早在春暖花還未開的時候男人去了南方,為了生計。那天送男人出了村口,梨花回來看著這梨樹哭了很長時間。
幾個月慢慢地過去了,樹上那個梨子越來越大,承受它重量的那根嫩枝也越來越向下彎曲。梨花找來一些木棍,幾根支撐著樹干,幾根打好了架子頂著那纖弱的嫩枝。看看還是不太放心,又找來一個小袋子把梨子套上,用結實的細線拴好固定到架子上。
做完這一系列舉動,梨花看著梨樹欣慰地笑了,她覺得這梨樹很像自己。這樣想著,梨花低頭害羞地看著自己日漸隆起的肚子。
和男人一起去打工的幾個同村人回來了,獨獨缺了男人。梨花就去問,可那幾個人都閃爍其詞,像是要隱瞞什么。梨花就擔心,男人是不是在外邊出了什么事了?傷了,病了?還是?她就一個勁地追問,可越問,眾人就越是裝聾作啞的。梨花就越擔心,問話的腔調都變了,甚至是有點歇斯底里。
終于,有個人忍不下去就說了。男人沒出事,很平安,之所以沒回來是因為……因為男人和同去打工的一個鄰村年輕女孩好上了,在那邊安了窩兒了……
梨花不信一向實誠的男人會做出這樣的事情,就問別人,可大家的眼神分明在告訴她這是真的。
梨花瘋了似的跑回家找出一把斧頭,走到那棵梨樹前照準結了梨子的樹枝砍去,快要劈上的那一剎,斧頭掉落到了地上,同時掉落的還有她的眼淚,梨花一屁股坐到了樹下,她舍不得。
梨子的個頭不再增長了,只是顏色開始慢慢轉黃,梨花也感覺到肚子里的小生命越來越不安分。
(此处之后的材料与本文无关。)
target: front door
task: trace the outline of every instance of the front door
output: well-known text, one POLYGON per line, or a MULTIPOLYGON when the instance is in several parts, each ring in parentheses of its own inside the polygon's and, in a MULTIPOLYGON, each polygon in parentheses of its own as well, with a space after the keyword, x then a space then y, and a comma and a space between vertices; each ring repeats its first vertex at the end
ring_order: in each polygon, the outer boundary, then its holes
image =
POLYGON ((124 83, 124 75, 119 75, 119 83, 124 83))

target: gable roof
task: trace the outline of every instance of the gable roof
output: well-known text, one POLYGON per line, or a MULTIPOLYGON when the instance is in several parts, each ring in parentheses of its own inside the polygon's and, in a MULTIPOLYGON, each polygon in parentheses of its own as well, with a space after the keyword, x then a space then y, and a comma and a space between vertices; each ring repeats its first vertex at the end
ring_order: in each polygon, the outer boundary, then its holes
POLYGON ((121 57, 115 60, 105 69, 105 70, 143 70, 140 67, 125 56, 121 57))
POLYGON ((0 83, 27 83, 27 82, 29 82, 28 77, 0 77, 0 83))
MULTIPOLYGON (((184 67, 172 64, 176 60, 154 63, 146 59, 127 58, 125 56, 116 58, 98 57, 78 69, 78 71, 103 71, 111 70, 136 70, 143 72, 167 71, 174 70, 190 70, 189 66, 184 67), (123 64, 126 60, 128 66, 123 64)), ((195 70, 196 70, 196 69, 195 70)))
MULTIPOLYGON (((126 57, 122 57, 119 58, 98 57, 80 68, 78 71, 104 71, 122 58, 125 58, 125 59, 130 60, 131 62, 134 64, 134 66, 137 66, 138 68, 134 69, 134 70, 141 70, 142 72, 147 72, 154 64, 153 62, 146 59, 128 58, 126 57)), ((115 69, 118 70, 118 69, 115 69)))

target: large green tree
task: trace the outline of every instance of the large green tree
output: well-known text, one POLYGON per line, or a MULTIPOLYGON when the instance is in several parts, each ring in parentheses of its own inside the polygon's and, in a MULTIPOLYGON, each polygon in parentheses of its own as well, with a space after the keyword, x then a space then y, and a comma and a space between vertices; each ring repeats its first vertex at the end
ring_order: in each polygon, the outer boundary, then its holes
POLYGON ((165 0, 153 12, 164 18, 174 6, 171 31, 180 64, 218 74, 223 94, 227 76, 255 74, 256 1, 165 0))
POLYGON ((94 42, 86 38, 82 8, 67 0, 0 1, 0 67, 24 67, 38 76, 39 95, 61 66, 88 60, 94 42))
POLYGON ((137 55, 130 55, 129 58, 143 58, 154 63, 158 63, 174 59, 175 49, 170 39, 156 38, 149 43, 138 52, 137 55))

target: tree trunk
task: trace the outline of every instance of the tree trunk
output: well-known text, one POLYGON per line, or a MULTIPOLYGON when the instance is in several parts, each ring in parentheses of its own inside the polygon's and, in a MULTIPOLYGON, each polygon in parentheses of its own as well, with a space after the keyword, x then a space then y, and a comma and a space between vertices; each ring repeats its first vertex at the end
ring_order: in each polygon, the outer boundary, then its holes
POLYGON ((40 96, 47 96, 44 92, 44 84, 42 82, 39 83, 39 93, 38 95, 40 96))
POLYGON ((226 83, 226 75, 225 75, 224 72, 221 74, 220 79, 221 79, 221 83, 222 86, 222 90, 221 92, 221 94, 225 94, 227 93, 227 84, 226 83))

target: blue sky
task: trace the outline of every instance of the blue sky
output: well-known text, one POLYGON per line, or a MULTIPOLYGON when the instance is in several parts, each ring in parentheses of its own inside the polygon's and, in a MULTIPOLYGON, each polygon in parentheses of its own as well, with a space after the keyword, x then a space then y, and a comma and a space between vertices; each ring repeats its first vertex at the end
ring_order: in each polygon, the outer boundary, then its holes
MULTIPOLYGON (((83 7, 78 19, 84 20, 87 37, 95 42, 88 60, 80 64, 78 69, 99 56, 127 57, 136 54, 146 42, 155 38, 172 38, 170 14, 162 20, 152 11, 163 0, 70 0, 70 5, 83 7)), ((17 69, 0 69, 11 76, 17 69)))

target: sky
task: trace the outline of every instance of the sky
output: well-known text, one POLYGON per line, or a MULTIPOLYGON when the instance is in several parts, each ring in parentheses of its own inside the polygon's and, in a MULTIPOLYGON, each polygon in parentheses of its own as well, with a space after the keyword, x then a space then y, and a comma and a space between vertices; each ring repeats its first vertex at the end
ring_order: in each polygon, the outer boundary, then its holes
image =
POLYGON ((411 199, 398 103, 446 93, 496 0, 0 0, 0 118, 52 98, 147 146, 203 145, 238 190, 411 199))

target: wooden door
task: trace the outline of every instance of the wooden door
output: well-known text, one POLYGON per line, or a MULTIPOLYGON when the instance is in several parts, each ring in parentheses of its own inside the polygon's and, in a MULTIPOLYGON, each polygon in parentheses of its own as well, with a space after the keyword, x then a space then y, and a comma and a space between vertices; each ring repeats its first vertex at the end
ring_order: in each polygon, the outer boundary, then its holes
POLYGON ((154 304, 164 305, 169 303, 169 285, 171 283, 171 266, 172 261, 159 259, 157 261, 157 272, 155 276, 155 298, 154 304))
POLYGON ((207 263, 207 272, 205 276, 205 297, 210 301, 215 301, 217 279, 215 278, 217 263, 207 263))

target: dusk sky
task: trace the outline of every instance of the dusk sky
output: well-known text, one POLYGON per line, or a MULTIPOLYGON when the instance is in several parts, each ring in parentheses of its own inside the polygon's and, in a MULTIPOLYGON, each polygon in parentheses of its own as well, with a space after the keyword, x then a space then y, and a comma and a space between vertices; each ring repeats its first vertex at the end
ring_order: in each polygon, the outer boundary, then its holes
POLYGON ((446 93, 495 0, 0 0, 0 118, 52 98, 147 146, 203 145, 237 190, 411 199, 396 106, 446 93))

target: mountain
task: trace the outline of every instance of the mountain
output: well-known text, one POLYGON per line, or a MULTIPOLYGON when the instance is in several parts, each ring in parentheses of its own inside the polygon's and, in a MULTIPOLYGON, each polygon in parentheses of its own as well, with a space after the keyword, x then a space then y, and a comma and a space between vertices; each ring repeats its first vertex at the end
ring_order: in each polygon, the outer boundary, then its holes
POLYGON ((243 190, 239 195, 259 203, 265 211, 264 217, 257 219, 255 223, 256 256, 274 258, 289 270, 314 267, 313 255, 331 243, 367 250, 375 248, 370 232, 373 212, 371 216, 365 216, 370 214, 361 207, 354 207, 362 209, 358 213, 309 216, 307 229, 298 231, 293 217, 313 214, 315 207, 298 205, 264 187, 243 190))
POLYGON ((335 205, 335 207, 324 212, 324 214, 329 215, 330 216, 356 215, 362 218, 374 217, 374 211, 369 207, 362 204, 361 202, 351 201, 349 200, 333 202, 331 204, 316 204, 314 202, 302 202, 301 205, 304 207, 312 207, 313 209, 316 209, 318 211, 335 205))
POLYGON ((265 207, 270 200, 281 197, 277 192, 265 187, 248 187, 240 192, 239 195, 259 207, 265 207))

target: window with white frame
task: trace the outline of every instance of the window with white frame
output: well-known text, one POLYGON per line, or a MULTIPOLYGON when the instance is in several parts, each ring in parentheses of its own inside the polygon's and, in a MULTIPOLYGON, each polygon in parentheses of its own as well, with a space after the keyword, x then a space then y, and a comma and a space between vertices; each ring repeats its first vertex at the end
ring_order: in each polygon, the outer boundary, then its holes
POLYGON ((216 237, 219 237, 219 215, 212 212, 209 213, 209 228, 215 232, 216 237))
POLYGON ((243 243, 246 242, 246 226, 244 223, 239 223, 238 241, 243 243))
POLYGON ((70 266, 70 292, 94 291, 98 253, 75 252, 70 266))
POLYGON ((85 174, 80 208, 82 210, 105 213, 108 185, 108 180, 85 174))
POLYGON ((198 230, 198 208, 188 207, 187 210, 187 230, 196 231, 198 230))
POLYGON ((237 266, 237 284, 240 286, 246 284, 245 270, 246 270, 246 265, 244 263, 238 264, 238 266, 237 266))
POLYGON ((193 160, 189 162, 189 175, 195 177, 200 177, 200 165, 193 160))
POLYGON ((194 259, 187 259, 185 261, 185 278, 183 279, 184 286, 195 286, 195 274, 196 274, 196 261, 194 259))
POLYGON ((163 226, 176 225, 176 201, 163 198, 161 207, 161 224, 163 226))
梨花看電影,《茉莉花開》,看到結尾處女主人公一個人在雨地里掙扎著臨產那一幕時,梨花的淚水早已流成了一片,也許有一天自己也會這樣。
男人終于還是回來了,在梨花生產之后。看著襁褓中熟睡的嬰兒,看著梨花產后虛弱、疲憊的身子,男人眼睛就也有點濕了。帶著心里的一點愧疚,男人略帶激動地說,以后的日子,我保證對你娘兒倆好,你吃什么我現在就給你弄去。
這時有電話響了,是男人的。看到來電號碼男人就顯得有些慌張。梨花淡淡地說:你出去接吧,別驚了孩子。
接完了電話,男人過來呆站在床邊,梨花就說:你把外面樹上那顆梨子摘了洗洗拿過來。
男人很快就把梨子遞到了梨花手里,梨花又說,把水果刀也洗洗拿過來。
男人照辦了。梨花接過水果刀,把刀尖插進梨子中間,一用勁,梨子被切成了兩半。梨花遞給男人一半:我們還是分了吧!
男人有點不知所措,拿著那一半梨子愣在了那里。
你已經對不起我了,希望你不要再辜負了另一個。梨花躺在那里很平靜地說著,眼睛里閃動著一種亮晶晶的東西。